Worst Night Of My Life Poem by black heart

Worst Night Of My Life



The other night was one of the worst in my life. It was so saddening, so confusing, so painful, and just so lonely. I never thought that you would ever cause me so much pain. I never thought you would be the one to hurt me so. You gave up on us. You were ready to let me go. You promised to hold me forever and never let go, so what happened? I know you've been going through a lot, I know that you've been under pressure, but why did you give up? Why did you let go? Now you say you panicked, you say you didn't know, you say you really love me, but now it's me that's insecure. When I said I loved you, when I promised to be forever yours I meant it. But did you? When we promised to get through every obstacle together I stuck by that promise, but where were you? Did you really mean it when you said that our age difference didn't matter to you, or were you just lying to me because that's what it feels like. Your excuses are full of 'what ifs', but how can we base our future on what might happen? Do you still even want us to have a future? I really do still love you. I really do care about you. But I don't think I can trust you with my heart anymore.

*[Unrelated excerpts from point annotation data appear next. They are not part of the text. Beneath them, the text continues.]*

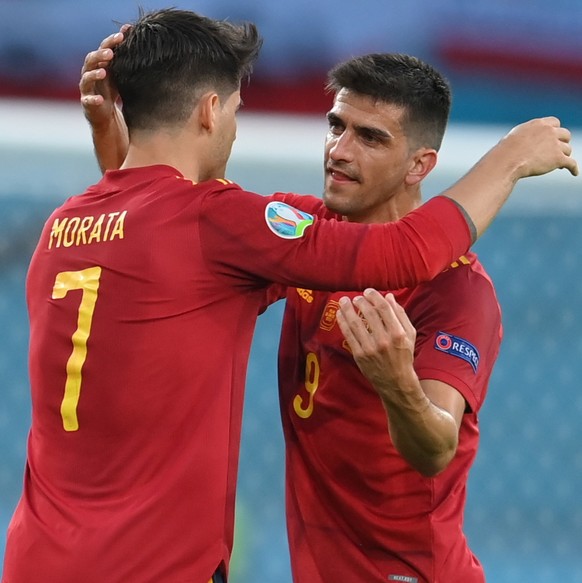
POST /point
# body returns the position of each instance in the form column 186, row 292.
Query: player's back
column 127, row 328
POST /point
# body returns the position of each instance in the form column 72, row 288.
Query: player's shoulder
column 216, row 185
column 465, row 276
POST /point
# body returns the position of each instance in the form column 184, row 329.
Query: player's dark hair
column 170, row 57
column 404, row 81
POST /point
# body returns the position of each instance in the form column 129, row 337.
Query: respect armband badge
column 458, row 347
column 286, row 221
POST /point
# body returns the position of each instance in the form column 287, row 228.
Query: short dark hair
column 170, row 57
column 400, row 80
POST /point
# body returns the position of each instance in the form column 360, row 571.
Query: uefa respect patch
column 286, row 221
column 458, row 347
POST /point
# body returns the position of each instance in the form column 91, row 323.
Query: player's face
column 367, row 159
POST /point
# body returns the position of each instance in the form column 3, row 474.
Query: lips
column 340, row 176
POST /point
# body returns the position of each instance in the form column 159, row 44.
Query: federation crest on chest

How can I? look where trusting you has gotten me. In a place of pain, in a place of endless tears, in a place where I can't trust. I want us to be happy again, I really do but how can we be if all this pain is still here. I know you're hurting too and I wish I could take all our pain away. But what can I do, if I can't even stand looking at you without all the pain and tears flooding back. I know you're trying to make everything right again, I know you want only the best. You say 'time heals all wounds', but I'm just not sure that it's true. And I just don't know what to do because I want to be with you and I really don't want this to be the end of us. Do you?